Тюркер первым узнал Омене-ти. Викинги переглянулись, встревоженные. Неужели с Лейфом случилось несчастье?
Расстояние, разделявшее дракар и лодку, быстро сокращалось.
Дядя Бьярни приказал убрать парус. «Большой змей» принялся дрейфовать, и скрелинг пристроился к левому борту.
На дне пироги, под медвежьей шкурой, что-то шевелилось. Очевидно, какой-нибудь раненый зверь!
— Хо-о-о, Омене-ти! Что ты сделал с Лейфом Турлусоном?
— Хо-о-о, Тюркер!
Оставив вопрос франка без ответа, Омене-ти бережно приподнял медвежий мех, и изумленным взорам викингов явился маленький Эйрик. На ребенка дохнуло холодом, и он заплакал.
— Лейф сказал мне: «Ты передашь карапуза в руки отца викингов».
У Эйрика Рыжего сдавило от волнения горло, но он и не думал скрывать своего смятения. Он неловко взял бесценный сверток, что протягивал ему Омене-ти.
— Ты — сын Новой Земли, Эйрик, сын викингов и скрелингов. Пусть боги обеих рас одарят тебя доблестью и честью.
Он высоко поднял ребенка в холодном свете, омывавшем реку.
— Человечек, жизнь открывается перед тобой, как нетронутое снежное поле.
Викинги втащили пирогу на борт «Большого змея», и Омене-ти стал рассказывать Тюркеру о встрече с Пурпурным Облаком и о том, как Лейф отправился в лагерь шаванос. Тюркер переводил для всех, и его рассказ принимал вид эпической песни.
— Пурпурное Облако просит, чтобы ни один викинг не пошел по следам Лейфа, ибо гнев красных богов будет ужасен. И такова же и воля Лейфа.
Эйрик Рыжий слушал, ничего не говоря. Он по-прежнему держал в руках сына Лейфа, который жалобно всхлипывал.
— Совенок голоден, — сказал Омене-ти.
— Омене-ти думает, что сын Лейфа голоден, Эйрик Род, — эхом отозвался Тюркер.
Ситуация оказалась настолько забавной, что большинство мужчин разразилось хохотом.

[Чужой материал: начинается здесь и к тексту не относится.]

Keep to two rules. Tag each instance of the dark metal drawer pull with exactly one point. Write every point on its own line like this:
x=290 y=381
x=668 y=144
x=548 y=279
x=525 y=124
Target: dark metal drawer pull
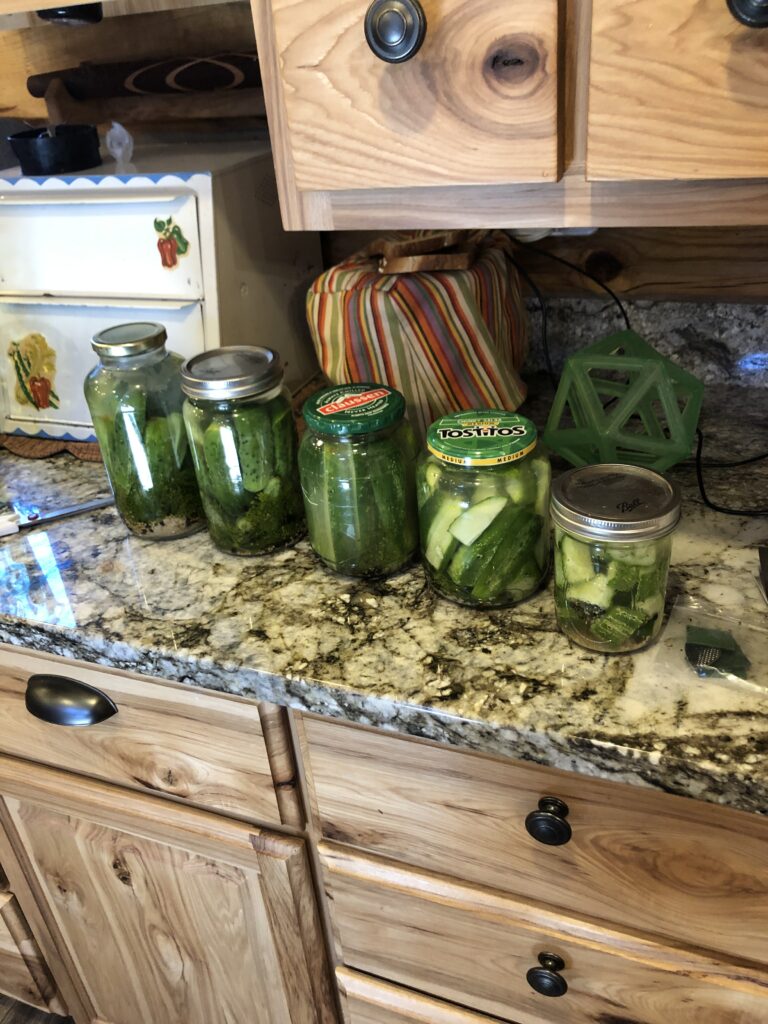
x=548 y=824
x=67 y=701
x=546 y=979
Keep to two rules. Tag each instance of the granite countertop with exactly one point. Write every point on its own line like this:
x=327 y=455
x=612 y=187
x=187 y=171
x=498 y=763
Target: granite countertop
x=392 y=654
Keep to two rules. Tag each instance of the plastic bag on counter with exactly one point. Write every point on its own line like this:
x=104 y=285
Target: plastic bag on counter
x=711 y=643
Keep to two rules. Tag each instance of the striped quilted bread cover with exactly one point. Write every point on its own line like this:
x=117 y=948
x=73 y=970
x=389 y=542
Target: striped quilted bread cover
x=448 y=340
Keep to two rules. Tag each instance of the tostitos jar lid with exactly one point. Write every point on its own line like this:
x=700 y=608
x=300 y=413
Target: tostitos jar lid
x=481 y=437
x=350 y=410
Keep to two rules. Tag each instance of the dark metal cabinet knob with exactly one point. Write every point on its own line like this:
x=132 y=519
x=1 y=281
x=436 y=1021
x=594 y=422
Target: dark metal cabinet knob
x=66 y=701
x=395 y=29
x=751 y=12
x=548 y=824
x=545 y=979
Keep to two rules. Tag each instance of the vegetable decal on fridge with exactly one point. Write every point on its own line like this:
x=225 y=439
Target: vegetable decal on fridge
x=171 y=243
x=35 y=367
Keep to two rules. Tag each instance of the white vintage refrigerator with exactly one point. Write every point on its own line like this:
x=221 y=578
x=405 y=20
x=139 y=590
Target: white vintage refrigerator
x=189 y=237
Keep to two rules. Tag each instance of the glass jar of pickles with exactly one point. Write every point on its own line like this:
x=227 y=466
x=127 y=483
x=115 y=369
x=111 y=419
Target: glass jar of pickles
x=135 y=400
x=243 y=437
x=613 y=526
x=357 y=465
x=483 y=494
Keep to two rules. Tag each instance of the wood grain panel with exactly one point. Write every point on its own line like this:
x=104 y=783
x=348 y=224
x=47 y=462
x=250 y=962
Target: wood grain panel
x=572 y=202
x=477 y=103
x=169 y=33
x=677 y=90
x=474 y=947
x=696 y=263
x=171 y=919
x=15 y=977
x=200 y=748
x=369 y=1000
x=663 y=864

Отправляясь по реке, викинги совсем позабыли о кормилице…
— У нас только рыбные катыши, — вздохнул Эйрик.
Омене-ти вынул из своего колчана коричневатый корень, тщательно его очистил.
— Совенок не будет голоден… Я знаю, как его накормить.
Эйрик с сожалением отдал ребенка скрелингу.
— Клянусь Тором, сын Лейфа не может долго питаться кореньями. Нужно возвращаться в Кросснесс.
Дядя Бьярни кивнул в знак согласия головой.
— «Герой один ушел к холму, опередив свою судьбу, бессильны люди, все отныне принадлежит богам». Так говорится в висе о Ньяле Сильном (Главный герой исландской «Саги о Ньяле».), а Лейф похож на Ньяла Сильного.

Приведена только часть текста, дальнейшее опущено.